The effect is of a textbook, albeit a lively and highly illustrated one, where the emphasis is on recounting what writers and thinkers have said about class, rather than on an argument from the authors. Thus, for example, an early section comprises a one or two-page summary each for a number of theorists on class, including Marx, De Bois, Durkheim, Gramsci, Althusser, Giddens, hooks, Fanon and others. This technique in a text of this brevity means that complex ideas have to be dramatically compressed. It also leads to slight oddities such as attributing ideas which are fairly widely held to just one authority being quoted in paraphrase, such as for example where we’re told that ‘sociologist Satnam Virdee argues that we must situate racism within a historical analysis of capitalism’ (p.151). I am sure he does, but he is far from the only one to do so.

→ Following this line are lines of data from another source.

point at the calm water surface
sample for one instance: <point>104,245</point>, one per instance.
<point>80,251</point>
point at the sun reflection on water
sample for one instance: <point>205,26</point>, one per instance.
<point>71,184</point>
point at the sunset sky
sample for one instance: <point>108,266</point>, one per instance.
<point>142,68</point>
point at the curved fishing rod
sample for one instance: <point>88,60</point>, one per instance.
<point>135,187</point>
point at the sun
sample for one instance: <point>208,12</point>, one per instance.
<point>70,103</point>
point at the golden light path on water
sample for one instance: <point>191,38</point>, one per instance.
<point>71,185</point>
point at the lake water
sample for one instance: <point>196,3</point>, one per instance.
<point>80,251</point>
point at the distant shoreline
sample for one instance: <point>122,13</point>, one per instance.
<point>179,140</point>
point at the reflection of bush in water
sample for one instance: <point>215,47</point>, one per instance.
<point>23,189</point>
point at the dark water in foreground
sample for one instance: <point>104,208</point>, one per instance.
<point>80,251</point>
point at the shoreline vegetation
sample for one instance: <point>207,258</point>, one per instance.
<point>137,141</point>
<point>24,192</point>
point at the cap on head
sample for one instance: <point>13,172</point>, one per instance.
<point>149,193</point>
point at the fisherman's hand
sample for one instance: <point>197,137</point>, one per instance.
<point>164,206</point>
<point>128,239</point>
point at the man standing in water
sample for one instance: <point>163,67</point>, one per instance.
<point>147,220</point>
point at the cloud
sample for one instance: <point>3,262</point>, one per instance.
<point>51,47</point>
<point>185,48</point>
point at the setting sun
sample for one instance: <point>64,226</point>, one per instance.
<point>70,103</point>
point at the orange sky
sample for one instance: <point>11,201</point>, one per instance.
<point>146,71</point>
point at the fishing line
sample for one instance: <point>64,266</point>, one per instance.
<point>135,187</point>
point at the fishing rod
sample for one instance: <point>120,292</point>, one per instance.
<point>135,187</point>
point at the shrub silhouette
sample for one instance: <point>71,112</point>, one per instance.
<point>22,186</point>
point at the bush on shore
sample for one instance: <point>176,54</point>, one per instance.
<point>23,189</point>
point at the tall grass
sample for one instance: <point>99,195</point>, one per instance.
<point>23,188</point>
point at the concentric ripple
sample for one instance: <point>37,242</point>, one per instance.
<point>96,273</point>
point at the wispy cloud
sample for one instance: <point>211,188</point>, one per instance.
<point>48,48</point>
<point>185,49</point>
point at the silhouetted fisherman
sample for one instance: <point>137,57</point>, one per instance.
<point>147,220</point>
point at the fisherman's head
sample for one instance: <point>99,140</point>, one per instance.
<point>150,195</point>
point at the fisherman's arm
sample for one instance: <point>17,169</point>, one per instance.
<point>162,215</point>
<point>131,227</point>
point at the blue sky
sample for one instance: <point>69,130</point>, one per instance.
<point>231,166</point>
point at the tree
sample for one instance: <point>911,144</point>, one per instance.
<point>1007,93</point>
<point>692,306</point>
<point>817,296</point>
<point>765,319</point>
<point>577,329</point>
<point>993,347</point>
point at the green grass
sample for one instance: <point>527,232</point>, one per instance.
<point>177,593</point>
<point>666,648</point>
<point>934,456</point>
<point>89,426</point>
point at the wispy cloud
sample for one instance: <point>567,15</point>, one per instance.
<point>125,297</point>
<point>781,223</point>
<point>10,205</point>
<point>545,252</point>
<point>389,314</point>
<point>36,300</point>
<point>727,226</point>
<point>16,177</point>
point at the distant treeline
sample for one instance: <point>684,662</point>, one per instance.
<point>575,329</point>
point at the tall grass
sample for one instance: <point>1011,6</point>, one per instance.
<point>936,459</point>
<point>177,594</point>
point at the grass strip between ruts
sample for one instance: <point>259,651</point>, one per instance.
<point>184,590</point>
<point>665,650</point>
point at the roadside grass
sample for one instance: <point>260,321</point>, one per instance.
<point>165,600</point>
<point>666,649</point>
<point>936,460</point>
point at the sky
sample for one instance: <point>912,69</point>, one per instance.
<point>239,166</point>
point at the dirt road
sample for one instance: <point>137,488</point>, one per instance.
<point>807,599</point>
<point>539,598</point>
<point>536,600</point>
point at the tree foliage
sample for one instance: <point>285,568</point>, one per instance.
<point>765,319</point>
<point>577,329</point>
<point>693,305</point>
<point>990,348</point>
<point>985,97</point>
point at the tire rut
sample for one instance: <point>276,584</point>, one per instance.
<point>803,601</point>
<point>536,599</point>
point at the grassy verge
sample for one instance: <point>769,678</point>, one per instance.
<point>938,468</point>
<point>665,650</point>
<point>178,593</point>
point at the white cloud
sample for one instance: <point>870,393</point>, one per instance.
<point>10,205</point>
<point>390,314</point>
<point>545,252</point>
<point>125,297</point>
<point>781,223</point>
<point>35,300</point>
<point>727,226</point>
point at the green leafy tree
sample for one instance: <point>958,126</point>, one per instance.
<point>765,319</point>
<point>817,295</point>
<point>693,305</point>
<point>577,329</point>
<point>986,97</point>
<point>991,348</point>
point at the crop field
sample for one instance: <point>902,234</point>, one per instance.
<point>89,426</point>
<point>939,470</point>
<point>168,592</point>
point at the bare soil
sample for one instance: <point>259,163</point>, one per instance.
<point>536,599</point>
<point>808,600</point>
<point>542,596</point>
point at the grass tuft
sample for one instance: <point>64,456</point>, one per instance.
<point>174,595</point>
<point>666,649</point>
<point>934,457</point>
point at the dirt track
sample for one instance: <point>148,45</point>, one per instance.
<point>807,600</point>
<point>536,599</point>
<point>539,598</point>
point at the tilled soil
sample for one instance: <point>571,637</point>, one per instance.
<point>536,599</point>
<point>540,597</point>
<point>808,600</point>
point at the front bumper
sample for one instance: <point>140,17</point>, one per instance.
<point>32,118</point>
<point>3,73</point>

The overriding effect though is to give the impression of objectivity. The authors are not imposing their views about class, but discussing how it has been analysed by others, and as a result ‘encouraging you to think about social class in your own life and suggest[ing] different ways you can take action to challenge class inequalities’ (p.6). Harvey and Leaney stress that ideas are included based on their importance to the history of discussions of class, not on the preferences of the authors. Hence, for example, Althusser gets his own page, despite their misgivings because of his killing of his wife, Helene Rytmann, in 1980 (He was found unfit to stand trial and was instead committed to a mental hospital).

This does not mean, however, that the authors do not have their own viewpoint about the ideas under discussion. There are occasions where the impression of objectivity comes across as somewhat spurious, such as the one-page summary of universal basic income. This omits any indication of criticism of the idea in theory or practice, commenting that ‘this might sound too good to be true, but UBI is growing in popularity’ (p.161). It is also possible to discern an implicit stance on the general question of class beneath the explicit even-handed analysis.

Class as material or as identity?

It is clear that the authors’ standpoint is not a Marxist one. Aside from Marx’s page in the review of theorists on class, references to Marx and Marxism are not particularly sympathetic. An example is where the point that ‘ideas are powerful and have real world consequences’ is illustrated by the statement that ‘Marxism remains the ideology of several communist states and the ruling parties of China, Cuba, Laos and Vietnam (p.25), without any recognition of the extent to which practice has departed from formal commitment to the theory here. Similarly, a discussion of the post-structuralists Laclau and Mouffe includes the statement that they ‘challenged Marx’s belief that revolution is an inevitable consequence of capitalism. There is nothing natural about the struggles against power’ (p.45), without any corrective comment that regardless of what Laclau and Mouffe may have believed, Marx did not at any point think that revolution would happen without struggle.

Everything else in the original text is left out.